En revanche, les éléments apportés par l’employeur permettent de démontrer la réalité des propos grossiers adressés le 13 décembre 2017 par M. [H] à Mme [AD], collaboratrice sur laquelle il exerçait une autorité hiérarchique, à proximité de deux autres membres de l’équipe, puisqu’ils sont attestés par M. [LV] et que M. [GM] a été témoin de la gifle qui a suivi.
Or, le salarié avait suivi les formations « savoir repérer les risques sociaux et accompagner les situations à risque » le 23 juin 2016, « gestion des confits » le 10 octobre 2016 et « entretenir la motivation de l’équipe » le 19 janvier 2017 et il a admis, lors de son entretien préalable, avoir déjà été rappelé à l’ordre, en 2012, pour des propos grossiers.
Au regard de l’ancienneté du salarié dans l’entreprise et des qualités professionnelles dont il est attesté, la faute ainsi commise justifiait que le licenciement soit prononcé, non pour faute grave mais pour cause réelle et sérieuse.
Le jugement sera dès lors confirmé en ce qu’il a débouté le salarié de ses demandes en dommages-intérêts pour licenciement sans cause réelle et sérieuse, mais infirmé pour le surplus.
Sur l’indemnisation
M. [H] estime que les conditions de son licenciement sont brutales et vexatoires.
La société MHD s’oppose à la demande de dommages-intérêts pour licenciement vexatoire dont elle souligne qu’elle est présentée pour la première fois en cause d’appel.
***
La société MHD ne conteste pas que la rémunération brute moyenne de M. [H] ressort à 8 208,58 euros.
Le licenciement étant fondé sur une cause réelle et sérieuse, la société MHD sera condamnée à payer :
au titre du salaire pendant la mise à pied conservatoire, la somme de 5 697,19 euros outre celle de 568,71 euros au titre des congés payés afférents ;
au titre de l’indemnité compensatrice de préavis 24 625,74 euros outre la somme de 2 462,57 euros pour congés payés afférents ;
au titre de l’indemnité conventionnelle de licenciement la somme de 114 919,29 euros.
M. [H] ne démontre pas les circonstances vexatoires de son licenciement ni le préjudice qui en serait résulté. Il sera débouté de sa demande en dommages-intérêts à ce titre.
Sur les autres demandes
La société MHD, qui succombe, sera condamnée aux dépens de première instance et d’appel.

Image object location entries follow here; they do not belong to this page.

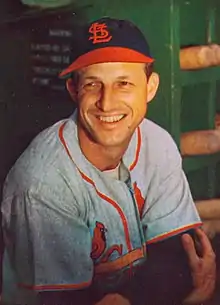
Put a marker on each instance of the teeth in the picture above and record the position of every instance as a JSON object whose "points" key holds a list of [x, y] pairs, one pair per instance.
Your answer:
{"points": [[111, 119]]}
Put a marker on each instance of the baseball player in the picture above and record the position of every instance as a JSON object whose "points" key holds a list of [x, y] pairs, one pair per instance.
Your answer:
{"points": [[97, 204]]}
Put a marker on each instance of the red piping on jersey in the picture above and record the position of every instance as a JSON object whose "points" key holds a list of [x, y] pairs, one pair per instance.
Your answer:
{"points": [[138, 148], [56, 287], [103, 196], [173, 232], [121, 262]]}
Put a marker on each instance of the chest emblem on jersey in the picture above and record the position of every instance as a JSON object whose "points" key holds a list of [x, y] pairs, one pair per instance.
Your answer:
{"points": [[99, 240], [99, 244], [139, 198]]}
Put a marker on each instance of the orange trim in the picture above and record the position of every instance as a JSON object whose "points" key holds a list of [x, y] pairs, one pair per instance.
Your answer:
{"points": [[106, 54], [138, 148], [56, 287], [103, 196], [62, 139], [173, 232], [120, 263], [116, 206]]}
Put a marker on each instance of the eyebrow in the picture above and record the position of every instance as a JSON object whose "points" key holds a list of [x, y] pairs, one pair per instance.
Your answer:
{"points": [[123, 77]]}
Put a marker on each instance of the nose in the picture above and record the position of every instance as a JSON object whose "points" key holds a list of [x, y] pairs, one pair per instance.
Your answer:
{"points": [[105, 100]]}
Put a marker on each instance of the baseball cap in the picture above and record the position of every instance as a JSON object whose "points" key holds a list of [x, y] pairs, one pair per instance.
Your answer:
{"points": [[109, 40]]}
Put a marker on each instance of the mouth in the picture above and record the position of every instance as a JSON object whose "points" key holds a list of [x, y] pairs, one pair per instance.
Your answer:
{"points": [[111, 119]]}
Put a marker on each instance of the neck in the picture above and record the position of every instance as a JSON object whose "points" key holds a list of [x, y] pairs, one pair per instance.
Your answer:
{"points": [[101, 157]]}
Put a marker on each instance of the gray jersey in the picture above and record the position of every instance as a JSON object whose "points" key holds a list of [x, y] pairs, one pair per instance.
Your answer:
{"points": [[67, 224]]}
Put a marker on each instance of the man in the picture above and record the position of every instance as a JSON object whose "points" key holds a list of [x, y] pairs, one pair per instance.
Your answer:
{"points": [[97, 210]]}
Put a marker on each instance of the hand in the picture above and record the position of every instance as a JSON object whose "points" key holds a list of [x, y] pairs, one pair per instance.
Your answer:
{"points": [[210, 227], [113, 299], [203, 268]]}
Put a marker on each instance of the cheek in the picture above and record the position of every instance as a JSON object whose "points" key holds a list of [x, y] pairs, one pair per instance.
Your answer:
{"points": [[87, 99]]}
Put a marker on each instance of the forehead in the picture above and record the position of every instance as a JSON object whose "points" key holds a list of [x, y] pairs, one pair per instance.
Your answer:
{"points": [[113, 69]]}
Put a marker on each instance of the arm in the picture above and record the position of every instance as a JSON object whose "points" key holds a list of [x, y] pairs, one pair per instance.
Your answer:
{"points": [[203, 268], [48, 242], [170, 208], [165, 278], [209, 209]]}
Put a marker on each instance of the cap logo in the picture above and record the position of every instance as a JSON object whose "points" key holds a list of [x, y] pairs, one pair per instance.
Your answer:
{"points": [[99, 33]]}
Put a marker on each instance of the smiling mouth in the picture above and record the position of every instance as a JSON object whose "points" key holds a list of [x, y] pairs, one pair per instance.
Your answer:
{"points": [[111, 119]]}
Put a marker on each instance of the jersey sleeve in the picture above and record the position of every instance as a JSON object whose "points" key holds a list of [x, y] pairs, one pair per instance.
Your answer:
{"points": [[49, 243], [169, 209]]}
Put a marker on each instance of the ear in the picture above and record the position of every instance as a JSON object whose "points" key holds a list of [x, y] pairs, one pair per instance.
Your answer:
{"points": [[152, 86], [71, 89]]}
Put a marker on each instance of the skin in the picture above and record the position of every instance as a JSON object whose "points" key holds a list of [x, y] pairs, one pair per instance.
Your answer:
{"points": [[109, 90]]}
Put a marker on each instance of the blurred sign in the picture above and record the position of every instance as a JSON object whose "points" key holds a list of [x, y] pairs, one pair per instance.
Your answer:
{"points": [[49, 55]]}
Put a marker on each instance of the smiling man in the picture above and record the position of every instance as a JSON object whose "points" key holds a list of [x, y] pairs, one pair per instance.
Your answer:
{"points": [[97, 210]]}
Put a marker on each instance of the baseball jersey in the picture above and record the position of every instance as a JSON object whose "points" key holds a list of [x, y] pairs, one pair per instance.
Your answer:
{"points": [[67, 224]]}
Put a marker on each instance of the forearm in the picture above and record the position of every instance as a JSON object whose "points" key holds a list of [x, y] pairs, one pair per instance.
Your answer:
{"points": [[75, 298], [208, 209], [165, 278]]}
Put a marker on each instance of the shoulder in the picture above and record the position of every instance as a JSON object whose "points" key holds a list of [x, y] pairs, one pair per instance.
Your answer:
{"points": [[44, 162]]}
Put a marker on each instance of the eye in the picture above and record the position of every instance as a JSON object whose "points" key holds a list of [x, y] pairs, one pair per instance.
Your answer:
{"points": [[124, 84], [92, 86]]}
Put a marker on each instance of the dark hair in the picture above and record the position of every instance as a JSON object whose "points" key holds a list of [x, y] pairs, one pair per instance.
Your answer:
{"points": [[149, 67]]}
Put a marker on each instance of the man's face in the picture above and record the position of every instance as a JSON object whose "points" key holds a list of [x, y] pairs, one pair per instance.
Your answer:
{"points": [[112, 101]]}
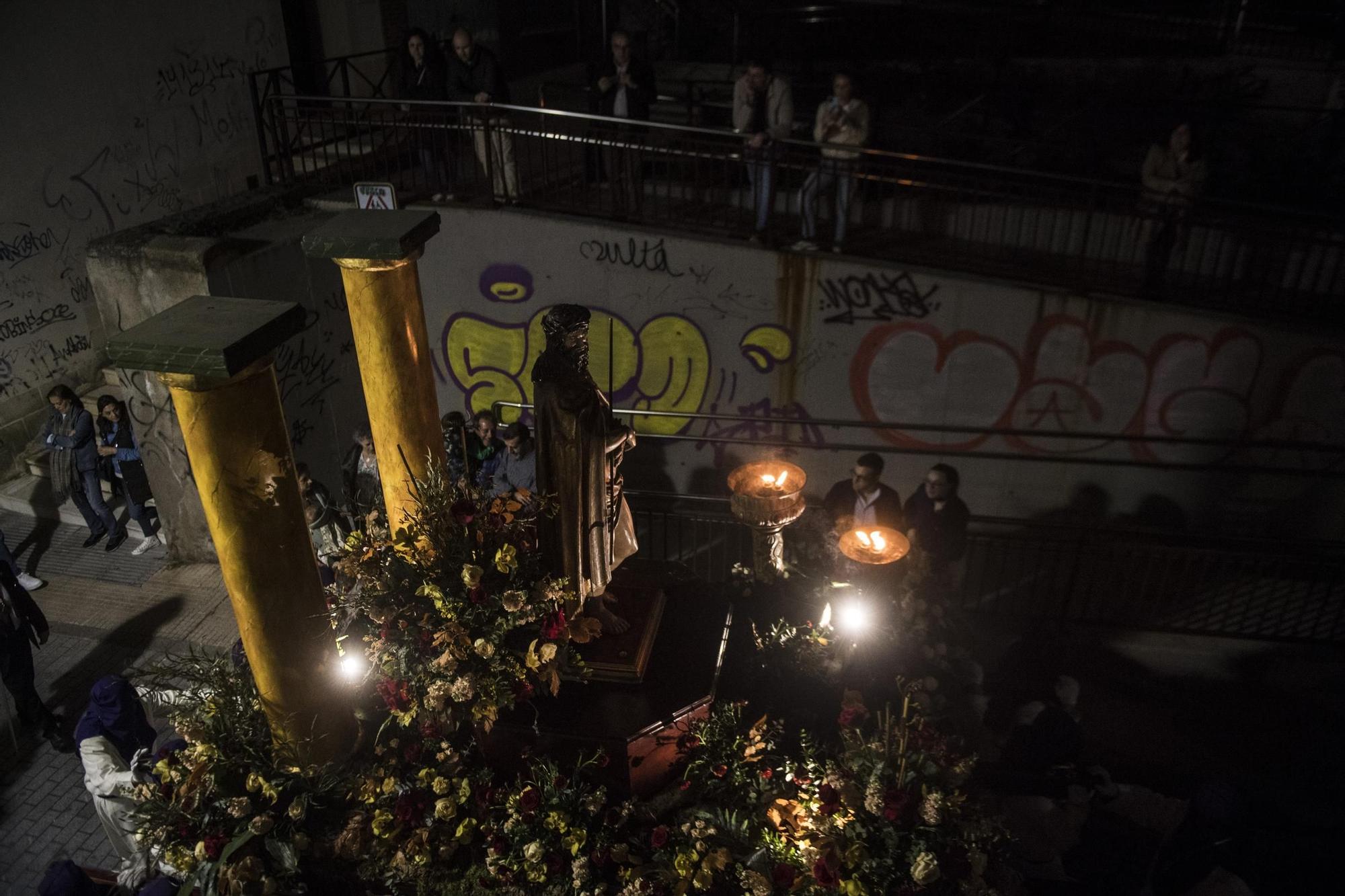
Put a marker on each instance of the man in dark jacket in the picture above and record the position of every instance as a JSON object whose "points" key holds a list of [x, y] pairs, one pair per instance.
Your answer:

Il est équitable de condamner la société MHD à payer à M. [H] la somme de 2 500 euros sur le fondement de l’article 700 du code de procédure civile.
PAR CES MOTIFS,
La cour statuant publiquement, par arrêt mis à disposition au greffe et contradictoirement :
Confirme le jugement en ce qu’il a débouté M. [H] de ses demandes en dommages-intérêts pour licenciement sans cause réelle et sérieuse;
Infirme le jugement pour le surplus ;
Statuant à nouveau,
Condamne la société MHD à payer à M. [H] :
la somme de 5 697,19 euros au titre du salaire retenu pendant la mise à pied conservatoire, outre la somme de 568,71 euros pour congés payés afférents ;
la somme de 24 625,74 euros, au titre de l’indemnité compensatrice de préavis outre la somme de 2 462,57 euros, pour congés payés afférents ;
la somme de 114 919,29 euros au titre de l’indemnité conventionnelle de licenciement ;
Y ajoutant,
Déboute M. [H] de sa demande en dommages-intérêts pour licenciement vexatoire
Condamne la société MHD aux dépens de première instance et d’appel
Condamne la société MHD à payer à M. [H] la somme de 2 500 euros sur le fondement de l’article 700 du code de procédure civile.